As temperatures dropped below zero in January and February, the Brussels-Capital Region activated the Extreme Cold Plan to create extra shelter. While any additional places were welcomed, Brussels poverty organisations called the plan nothing more than "a plaster on a bullet hole."
However, these shelters closed again at the end of April even though last month saw an unexpected cold snap that lasted over a week, with temperatures below 0°C on a few nights. Still, the Brussels authorities did not open extra places.
"The Extreme Cold Plan is activated specifically when several days of negative temperatures in a row are forecast, which is an emergency. There are risks of hypothermia and freezing to death, creating a real humanitarian need."
Still, people on the streets are at an increased risk of death – no matter the weather conditions. "There is no denying that the cold increases the risk. But it is very important to understand that the street kills, all year round."
Therefore, Pratte stressed the need for better structural solutions as the entire system is currently saturated, even if she fears that this will not happen anytime soon, considering the Capital Region's government coffers are almost empty after a five-year legislature.
"There is currently no budget planned to activate more places, and people are already being sent away from shelters because they are full," she said. "Every day, we refuse single men (as per State Secretary for Asylum and Migration Nicole de Moor's decision in summer 2023), but also families, women and children."
Master Plan
The organisations working with homeless people constantly report the fact that they have to send people away to higher-up levels, but without more budget, they cannot do more.
Last month, Bruss'help presented its 'Master Plan' to end homelessness in the Brussels-Capital Region by 2029, consisting of 35 measures spread across four stages, in collaboration with all relevant actors such as healthcare, the Justice Department, youth services, migration and police.
"Some people have been on the streets for 10, 15, 20 years. Today, we know that people tend to stay on the street for a longer period, with all the consequences that that has, both mentally and physically," Pratte explained.
A large part of the Master Plan is aimed at prevention: keeping people off the streets in the first place.
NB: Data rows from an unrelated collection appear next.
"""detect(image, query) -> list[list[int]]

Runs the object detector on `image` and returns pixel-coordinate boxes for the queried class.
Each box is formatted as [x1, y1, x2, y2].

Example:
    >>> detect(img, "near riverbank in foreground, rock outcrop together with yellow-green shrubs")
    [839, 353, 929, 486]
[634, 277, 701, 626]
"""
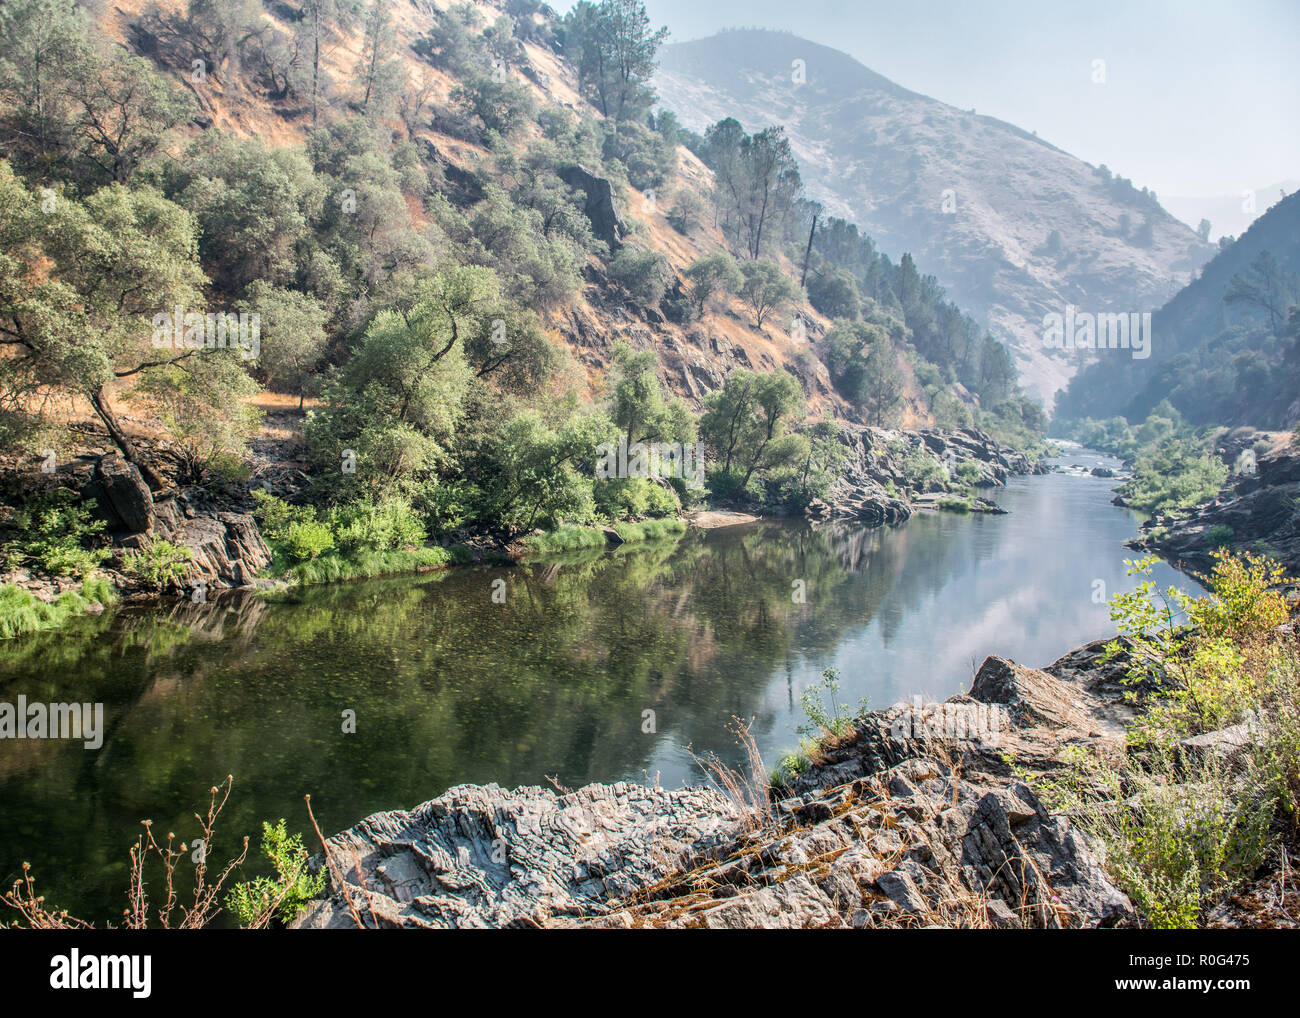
[295, 546, 1300, 928]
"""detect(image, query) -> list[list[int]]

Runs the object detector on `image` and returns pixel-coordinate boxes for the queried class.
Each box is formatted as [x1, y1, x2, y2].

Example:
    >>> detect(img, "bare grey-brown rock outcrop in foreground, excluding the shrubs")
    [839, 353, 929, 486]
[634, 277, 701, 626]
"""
[295, 642, 1134, 928]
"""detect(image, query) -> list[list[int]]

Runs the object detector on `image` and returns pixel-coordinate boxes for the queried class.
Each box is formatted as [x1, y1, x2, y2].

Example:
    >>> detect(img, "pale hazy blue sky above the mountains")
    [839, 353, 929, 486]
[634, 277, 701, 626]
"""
[553, 0, 1300, 196]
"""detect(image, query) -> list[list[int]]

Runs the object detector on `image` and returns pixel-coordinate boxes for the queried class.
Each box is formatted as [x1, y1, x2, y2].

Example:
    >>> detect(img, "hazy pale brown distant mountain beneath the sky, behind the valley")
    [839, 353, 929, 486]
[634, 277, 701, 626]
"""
[655, 30, 1213, 404]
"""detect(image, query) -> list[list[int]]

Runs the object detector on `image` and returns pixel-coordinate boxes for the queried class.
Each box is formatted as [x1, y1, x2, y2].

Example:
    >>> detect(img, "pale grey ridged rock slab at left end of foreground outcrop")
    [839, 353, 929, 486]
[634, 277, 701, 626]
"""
[295, 783, 740, 928]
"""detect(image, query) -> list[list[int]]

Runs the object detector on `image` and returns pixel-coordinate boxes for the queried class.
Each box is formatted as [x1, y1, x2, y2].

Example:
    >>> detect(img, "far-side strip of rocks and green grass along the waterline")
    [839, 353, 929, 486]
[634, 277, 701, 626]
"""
[0, 425, 1045, 634]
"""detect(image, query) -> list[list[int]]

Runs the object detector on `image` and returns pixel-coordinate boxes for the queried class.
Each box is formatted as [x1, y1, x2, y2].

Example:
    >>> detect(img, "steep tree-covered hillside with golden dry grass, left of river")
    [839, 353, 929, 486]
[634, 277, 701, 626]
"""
[0, 0, 1043, 590]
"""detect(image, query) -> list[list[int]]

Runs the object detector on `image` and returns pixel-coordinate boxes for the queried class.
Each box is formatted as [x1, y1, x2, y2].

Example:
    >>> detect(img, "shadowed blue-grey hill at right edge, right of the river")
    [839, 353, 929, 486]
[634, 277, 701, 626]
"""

The sector urges the Brussels Regional Government to (properly) moderate rent prices, fight against discrimination in the housing market and increase the overall housing supply.
Should people end up on the streets after all, steps must be taken to keep that period as short as possible. One of the measures would redefine emergency housing: two-thirds of the emergency accommodation currently in existence would become "transitional," giving quicker accession to a regular housing network for affected individuals.
"The solution must be structural. Now, we are constantly reacting to crises: first the Covid-19 crisis, the reception crisis, the Ukraine crisis, every year there is a winter crisis," Pratte said. "Only structural solutions will one day, I hope, allow us to truly escape homelessness."